Jennifer deposited \( \$ 3200 \) into an account earning \( 4.2 \% \), compounded monthly. Assuming no withdrawals or deposits are made, how long will it take for the investment to grow to \( \$ 10,000 \). Rounded to the nearest hundredth.

To find out how long it will take for Jennifer's investment to grow from \( \$ 3200 \) to \( \$ 10,000 \) at an interest rate of \( 4.2\% \) compounded monthly, we can use the formula for compound interest: \[ A = P \left(1 + \frac{r}{n}\right)^{nt} \] Where: - \( A \) is the amount of money accumulated after n years, including interest. - \( P \) is the principal amount (the initial amount of money). - \( r \) is the annual interest rate (decimal). - \( n \) is the number of times that interest is compounded per year. - \( t \) is the number of years the money is invested for.
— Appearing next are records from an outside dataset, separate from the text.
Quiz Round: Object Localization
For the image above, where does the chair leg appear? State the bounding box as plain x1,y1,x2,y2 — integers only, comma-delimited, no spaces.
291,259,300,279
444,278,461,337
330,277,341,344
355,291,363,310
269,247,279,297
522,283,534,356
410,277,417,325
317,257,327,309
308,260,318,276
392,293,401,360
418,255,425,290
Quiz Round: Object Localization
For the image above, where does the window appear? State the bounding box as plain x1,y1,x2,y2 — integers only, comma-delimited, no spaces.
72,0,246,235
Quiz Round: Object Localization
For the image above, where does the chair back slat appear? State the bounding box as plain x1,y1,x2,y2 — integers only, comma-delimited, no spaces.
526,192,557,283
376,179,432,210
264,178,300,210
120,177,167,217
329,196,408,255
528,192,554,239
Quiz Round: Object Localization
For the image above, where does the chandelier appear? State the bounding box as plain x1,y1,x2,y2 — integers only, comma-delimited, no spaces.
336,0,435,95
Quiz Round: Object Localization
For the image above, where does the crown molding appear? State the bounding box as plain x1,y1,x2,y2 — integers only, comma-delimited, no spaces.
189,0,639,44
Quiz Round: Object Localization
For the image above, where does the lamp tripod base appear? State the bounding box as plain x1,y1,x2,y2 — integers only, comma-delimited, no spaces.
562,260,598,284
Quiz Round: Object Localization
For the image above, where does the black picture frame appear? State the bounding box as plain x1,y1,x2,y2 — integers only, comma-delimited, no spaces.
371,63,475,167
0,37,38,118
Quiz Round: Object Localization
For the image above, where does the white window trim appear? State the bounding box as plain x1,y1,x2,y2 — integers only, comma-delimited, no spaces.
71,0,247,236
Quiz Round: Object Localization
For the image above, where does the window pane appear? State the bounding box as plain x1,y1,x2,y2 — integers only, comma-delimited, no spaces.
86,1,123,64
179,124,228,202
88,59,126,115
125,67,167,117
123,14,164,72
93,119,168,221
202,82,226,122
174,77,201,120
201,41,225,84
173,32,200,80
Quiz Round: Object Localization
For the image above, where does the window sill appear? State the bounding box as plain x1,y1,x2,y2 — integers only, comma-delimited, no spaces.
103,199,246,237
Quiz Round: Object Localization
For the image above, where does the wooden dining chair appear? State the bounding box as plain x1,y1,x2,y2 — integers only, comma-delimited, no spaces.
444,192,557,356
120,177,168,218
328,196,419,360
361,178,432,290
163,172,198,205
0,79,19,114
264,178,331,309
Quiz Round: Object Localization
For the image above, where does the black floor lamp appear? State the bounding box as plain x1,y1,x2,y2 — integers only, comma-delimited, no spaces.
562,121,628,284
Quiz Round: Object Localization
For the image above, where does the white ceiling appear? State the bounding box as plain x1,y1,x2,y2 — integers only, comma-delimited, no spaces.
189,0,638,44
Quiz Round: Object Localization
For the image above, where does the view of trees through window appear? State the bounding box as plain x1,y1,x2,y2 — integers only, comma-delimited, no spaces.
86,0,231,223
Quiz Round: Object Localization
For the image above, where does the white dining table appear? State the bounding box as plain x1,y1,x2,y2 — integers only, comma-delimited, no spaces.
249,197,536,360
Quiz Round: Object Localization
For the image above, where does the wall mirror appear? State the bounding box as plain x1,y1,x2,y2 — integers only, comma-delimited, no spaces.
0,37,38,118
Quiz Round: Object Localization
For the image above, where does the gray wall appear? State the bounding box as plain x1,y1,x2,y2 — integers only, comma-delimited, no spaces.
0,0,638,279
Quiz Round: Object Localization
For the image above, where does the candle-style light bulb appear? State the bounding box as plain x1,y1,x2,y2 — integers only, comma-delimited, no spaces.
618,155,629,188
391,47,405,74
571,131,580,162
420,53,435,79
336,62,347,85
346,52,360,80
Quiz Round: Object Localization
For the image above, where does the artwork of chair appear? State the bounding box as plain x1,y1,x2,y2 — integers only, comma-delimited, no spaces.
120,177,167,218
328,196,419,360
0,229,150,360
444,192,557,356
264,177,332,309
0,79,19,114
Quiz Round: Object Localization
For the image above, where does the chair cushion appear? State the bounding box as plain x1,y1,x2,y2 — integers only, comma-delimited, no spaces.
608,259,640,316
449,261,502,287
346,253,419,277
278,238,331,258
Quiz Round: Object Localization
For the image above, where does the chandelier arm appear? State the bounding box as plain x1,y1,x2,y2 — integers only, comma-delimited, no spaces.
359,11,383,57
Plugging in the values, we have: - \( A = 10000 \) - \( P = 3200 \) - \( r = 0.042 \) - \( n = 12 \) Substituting these into the formula gives us: \[ 10000 = 3200 \left(1 + \frac{0.042}{12}\right)^{12t} \] Simplifying the calculation: 1. Calculate \( 1 + \frac{0.042}{12} = 1 + 0.0035 = 1.0035 \). 2. Divide both sides by \( 3200 \): \[ \frac{10000}{3200} = \left(1.0035\right)^{12t} \] \[ 3.125 = 1.0035^{12t} \] 3. Now, take the logarithm of both sides: \[ \log(3.125) = 12t \cdot \log(1.0035) \] 4. Solve for \( t \): \[ t = \frac{\log(3.125)}{12 \cdot \log(1.0035)} \] 5. Calculate the logarithms: Using a calculator: - \( \log(3.125) \approx 0.4948 \) - \( \log(1.0035) \approx 0.00152 \) Substitute these values: \[ t \approx \frac{0.4948}{12 \cdot 0.00152} \approx \frac{0.4948}{0.01824} \approx 27.16 \] So, it will take approximately **27.16 years** for Jennifer's investment to grow to \( \$ 10,000 \).